Formula E continues to grow in popularity. Attendance and revenue are up year over year, and more and more established automakers are joining the circuit. Formula E is also expanding its outreach and has begun to produce EV educational content.
Earlier this week we posted a video produced by Formula E that debunked the 5 biggest myths about electric vehicles. Here today, we're taking a look at another one of their videos, this time focusing on what the world's most established car manufacturers are doing to make the biggest shift in automobile history.
As you might expect, they take a look at manufacturing processes at some of the OEMs that participate in Formula E. That means the company that's ahead of the rest of the electric vehicle world, Tesla, isn't mentioned.
We understand why Formula E wouldn't include them, as this production is part educational and also part marketing for their partners, but it's hard to discuss the future of EVs without at least mentioning Tesla, in our opinion.
So who do they discuss?
- BMW: Sustainable manufacturing lessons learned from the i3 & i8 now spreading across the brand
- Audi: The e-Tron's Brussels manufacturing facility is entirely powered by renewable energy and by 2025 Audi plans to have all of their manufacturing sites carbon neutral.

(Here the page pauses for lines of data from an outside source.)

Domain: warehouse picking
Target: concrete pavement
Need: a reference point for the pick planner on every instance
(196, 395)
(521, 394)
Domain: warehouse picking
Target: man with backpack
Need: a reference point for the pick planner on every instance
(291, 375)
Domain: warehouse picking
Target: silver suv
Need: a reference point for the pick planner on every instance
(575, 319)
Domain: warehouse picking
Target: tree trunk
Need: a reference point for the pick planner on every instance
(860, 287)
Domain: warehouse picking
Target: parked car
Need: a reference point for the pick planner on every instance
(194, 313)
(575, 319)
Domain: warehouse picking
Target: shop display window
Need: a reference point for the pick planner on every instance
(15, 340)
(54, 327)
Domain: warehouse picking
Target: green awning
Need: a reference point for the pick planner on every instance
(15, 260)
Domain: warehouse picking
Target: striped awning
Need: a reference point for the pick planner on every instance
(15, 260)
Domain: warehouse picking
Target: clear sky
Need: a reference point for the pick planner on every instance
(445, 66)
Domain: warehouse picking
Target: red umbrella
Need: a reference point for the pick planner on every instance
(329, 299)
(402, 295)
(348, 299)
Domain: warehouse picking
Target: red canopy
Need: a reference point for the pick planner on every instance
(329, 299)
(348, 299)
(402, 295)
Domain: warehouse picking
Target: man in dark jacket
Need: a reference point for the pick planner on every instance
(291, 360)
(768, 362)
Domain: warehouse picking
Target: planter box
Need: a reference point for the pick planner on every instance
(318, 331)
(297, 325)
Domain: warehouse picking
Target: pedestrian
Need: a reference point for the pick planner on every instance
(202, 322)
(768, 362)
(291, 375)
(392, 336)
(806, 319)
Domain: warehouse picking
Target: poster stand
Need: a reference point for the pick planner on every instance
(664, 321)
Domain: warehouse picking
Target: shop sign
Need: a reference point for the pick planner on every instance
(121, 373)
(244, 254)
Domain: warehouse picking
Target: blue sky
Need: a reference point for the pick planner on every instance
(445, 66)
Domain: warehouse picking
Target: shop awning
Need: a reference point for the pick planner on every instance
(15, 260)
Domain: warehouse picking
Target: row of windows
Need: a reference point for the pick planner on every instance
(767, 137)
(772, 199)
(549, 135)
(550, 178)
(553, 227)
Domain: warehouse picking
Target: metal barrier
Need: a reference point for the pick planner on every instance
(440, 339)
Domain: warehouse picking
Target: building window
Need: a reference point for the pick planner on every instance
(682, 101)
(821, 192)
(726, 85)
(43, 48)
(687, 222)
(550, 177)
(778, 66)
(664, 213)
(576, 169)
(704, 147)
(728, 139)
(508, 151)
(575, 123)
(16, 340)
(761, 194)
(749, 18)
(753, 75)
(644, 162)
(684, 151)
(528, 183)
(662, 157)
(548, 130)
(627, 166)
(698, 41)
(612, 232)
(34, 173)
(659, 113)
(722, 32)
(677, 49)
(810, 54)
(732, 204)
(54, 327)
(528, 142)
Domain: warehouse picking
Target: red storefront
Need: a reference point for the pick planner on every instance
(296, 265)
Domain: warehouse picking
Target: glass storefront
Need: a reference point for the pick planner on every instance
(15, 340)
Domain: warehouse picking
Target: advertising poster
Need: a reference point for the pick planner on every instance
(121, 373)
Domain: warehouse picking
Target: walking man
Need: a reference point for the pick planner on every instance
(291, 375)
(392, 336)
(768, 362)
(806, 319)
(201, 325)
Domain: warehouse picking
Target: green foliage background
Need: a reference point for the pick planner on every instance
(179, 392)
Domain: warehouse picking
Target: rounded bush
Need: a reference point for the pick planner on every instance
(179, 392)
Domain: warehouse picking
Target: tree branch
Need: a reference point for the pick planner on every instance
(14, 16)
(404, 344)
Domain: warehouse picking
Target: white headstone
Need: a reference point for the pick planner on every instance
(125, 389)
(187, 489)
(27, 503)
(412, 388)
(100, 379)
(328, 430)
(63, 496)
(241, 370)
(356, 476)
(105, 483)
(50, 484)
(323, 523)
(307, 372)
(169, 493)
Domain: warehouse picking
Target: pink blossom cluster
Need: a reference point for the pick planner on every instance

- Mercedes: Investing 10 billion euro into EV programs and will have 10 all-electric vehicles for sale by 2025. They are also focusing on recycling and reducing the amount of raw materials needed in EV production.
- Porsche: Soon to add the all-electric Macan SUV, followed by electric Cayman and Boxsters
- Jaguar: JLR has stated starting this year, all new vehicles introduced will be offered in either plug-in hybrid or full electric
- DS:(A premium brand by Citroen) From 2025 onward, all new model DS vehicles will be available exclusively as electric vehicles.
It's interesting to see that, in addition to transitioning to electric vehicles, many legacy manufacturers are also focusing on sustainable manufacturing processes, and transitioning to renewables to power their facilities.
That's very important because the emissions from the vehicles is just one part of the equation. The manufacturing processes involved in making the cars also need to evolve and move towards being carbon-neutral as rapidly as possible, if we're ever going to slow down the climate change crisis.